N.J.S.A. 30:4-27.26. The State must prove the individual poses a "threat to the health and safety of others" because of his or her likelihood of engaging in sexually violent acts due to a "serious difficulty in controlling his or her harmful behavior such that it is highly likely" that he or she will reoffend. J.M.B., supra, 197 N.J. at 571 (quoting In re Commitment of W.Z., 173 N.J. 109, 130 (2002)).

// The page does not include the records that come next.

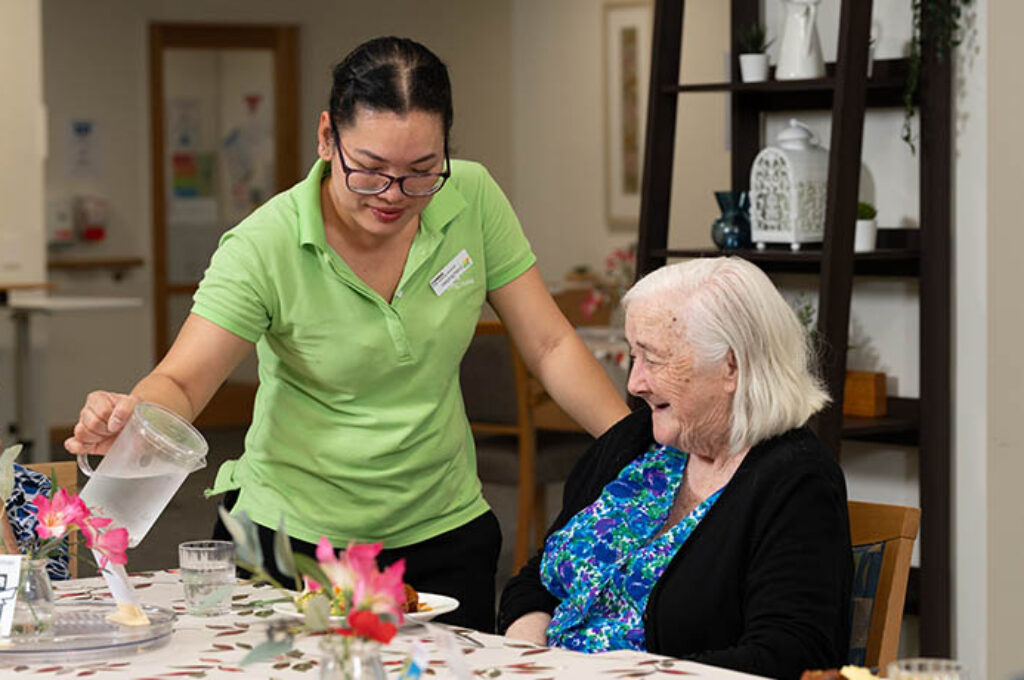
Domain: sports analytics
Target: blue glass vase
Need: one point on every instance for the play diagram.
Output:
(732, 228)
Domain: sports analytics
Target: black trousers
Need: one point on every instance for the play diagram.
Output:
(461, 563)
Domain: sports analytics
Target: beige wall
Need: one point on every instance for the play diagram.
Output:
(95, 58)
(1006, 339)
(22, 143)
(559, 140)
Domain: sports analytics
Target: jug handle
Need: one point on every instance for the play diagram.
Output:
(83, 464)
(808, 16)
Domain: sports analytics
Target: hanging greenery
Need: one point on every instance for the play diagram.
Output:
(938, 25)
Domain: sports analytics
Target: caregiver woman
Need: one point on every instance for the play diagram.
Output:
(360, 288)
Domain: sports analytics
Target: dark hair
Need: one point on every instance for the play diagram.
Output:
(390, 74)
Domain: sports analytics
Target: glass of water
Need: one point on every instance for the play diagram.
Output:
(208, 577)
(927, 669)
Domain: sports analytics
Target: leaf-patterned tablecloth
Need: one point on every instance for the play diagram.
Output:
(213, 647)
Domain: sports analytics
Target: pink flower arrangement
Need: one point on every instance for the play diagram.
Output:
(372, 600)
(620, 270)
(64, 513)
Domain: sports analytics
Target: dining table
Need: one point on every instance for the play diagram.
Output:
(213, 647)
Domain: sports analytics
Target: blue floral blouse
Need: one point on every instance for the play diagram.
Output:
(604, 562)
(22, 514)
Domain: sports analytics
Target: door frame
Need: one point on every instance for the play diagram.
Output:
(232, 404)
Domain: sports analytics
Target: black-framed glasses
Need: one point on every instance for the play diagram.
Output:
(371, 182)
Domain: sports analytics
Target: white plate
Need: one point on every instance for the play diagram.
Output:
(438, 604)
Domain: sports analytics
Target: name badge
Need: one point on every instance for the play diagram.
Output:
(452, 271)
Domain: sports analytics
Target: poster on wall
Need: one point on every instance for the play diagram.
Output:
(82, 154)
(626, 44)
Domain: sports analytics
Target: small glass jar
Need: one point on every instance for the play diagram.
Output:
(35, 608)
(350, 659)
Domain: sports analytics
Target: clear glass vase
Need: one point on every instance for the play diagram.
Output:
(350, 659)
(35, 608)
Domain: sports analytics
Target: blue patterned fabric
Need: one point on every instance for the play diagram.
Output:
(22, 515)
(604, 562)
(866, 568)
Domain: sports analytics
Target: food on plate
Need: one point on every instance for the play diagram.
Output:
(846, 673)
(128, 613)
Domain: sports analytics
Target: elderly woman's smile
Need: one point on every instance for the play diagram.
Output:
(690, 397)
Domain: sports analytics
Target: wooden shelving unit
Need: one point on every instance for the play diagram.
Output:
(923, 253)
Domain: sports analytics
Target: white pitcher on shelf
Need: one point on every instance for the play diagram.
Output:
(800, 52)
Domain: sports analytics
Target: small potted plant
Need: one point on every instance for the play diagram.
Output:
(867, 228)
(753, 46)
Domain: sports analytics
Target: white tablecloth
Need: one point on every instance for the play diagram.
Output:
(212, 648)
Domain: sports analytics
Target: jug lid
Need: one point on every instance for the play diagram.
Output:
(797, 135)
(172, 434)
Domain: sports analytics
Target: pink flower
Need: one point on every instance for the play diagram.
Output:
(337, 570)
(368, 625)
(382, 592)
(357, 584)
(112, 546)
(56, 517)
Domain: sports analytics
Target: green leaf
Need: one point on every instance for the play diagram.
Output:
(318, 612)
(246, 537)
(7, 470)
(266, 650)
(308, 566)
(283, 554)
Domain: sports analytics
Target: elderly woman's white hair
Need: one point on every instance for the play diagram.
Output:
(727, 303)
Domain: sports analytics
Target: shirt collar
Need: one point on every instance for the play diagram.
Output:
(445, 205)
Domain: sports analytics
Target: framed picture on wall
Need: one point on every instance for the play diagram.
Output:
(626, 41)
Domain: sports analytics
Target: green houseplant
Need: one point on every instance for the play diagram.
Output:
(753, 44)
(938, 26)
(866, 229)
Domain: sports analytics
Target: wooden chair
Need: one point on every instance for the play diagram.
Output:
(502, 399)
(883, 539)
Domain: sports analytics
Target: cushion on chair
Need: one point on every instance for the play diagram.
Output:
(866, 569)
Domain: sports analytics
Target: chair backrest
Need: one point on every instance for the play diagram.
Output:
(883, 539)
(496, 383)
(66, 475)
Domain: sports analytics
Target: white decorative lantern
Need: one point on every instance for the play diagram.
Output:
(787, 189)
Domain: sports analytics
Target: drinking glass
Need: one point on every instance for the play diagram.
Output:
(927, 669)
(207, 576)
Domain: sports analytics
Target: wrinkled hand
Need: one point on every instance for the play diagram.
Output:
(531, 628)
(102, 417)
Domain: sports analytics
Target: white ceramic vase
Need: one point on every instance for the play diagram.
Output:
(864, 236)
(800, 54)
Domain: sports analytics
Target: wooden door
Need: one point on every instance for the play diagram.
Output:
(224, 112)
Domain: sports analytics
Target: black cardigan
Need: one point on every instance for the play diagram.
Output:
(762, 585)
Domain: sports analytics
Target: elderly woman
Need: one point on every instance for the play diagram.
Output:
(711, 524)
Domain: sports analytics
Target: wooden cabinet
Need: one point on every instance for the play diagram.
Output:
(923, 253)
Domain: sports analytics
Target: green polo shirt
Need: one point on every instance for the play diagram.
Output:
(358, 431)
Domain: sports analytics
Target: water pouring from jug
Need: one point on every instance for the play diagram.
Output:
(143, 468)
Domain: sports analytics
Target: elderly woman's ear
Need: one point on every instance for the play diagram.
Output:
(731, 372)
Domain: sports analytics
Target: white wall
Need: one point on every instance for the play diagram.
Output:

"Put succinctly, '[c]ommitment under the Act is contingent on proof of past sexually violent behavior, a current mental condition, and a demonstrated inability to adequately control one's sexually harmful conduct.'" Ibid. (alteration in original) (quoting State v. Bellamy, 178 N.J. 127, 136 (2003)). The trial court must address "present serious difficulty with control," and the State must establish its case by clear and convincing evidence. W.Z., supra, 173 N.J. at 132-33 (emphasis in original).

Having carefully reviewed the record in light of C.R.'s arguments on appeal, we are satisfied that the order of June 20, 2008 should be affirmed. Judge Freedman properly evaluated the evidence before him, and his findings fully comply with the requirements of J.M.B., supra. The record amply supports the judge's conclusion that: C.R. suffers from a pattern of deviant arousal marked by attraction to pubescent girls; C.R.'s persistent sexual fantasies of violently raping young girls make it highly likely he would re-offend; his attack on R.P., which occurred only four years after his assault on M.G., despite an intervening conviction, followed by incarceration and treatment, demonstrate the severity of his psychopathology and resistance to treatment; and his history of twice violating probation demonstrates an inability or an unwillingness to conform to supervision and court orders.

Moreover, we are unpersuaded by C.R.'s claim that the judge erred by crediting the opinions expressed by the State's experts. As we have observed, we owe the "utmost deference" to the trial judge's evaluation of the record and his or her findings of fact. Field, supra, 77 N.J. at 311. Regardless of the cause of C.R.'s inadequate treatment progress, the fact remains that despite more than a decade of treatment, C.R. has gained virtually no insight into his deviant arousal pattern and lacks the capacity to control it.

The record supports Judge Freedman's conclusion that the State's proofs satisfied its heavy burden of establishing by clear and convincing evidence that C.R. qualifies as a sexually violent predator who should be involuntarily confined to STU.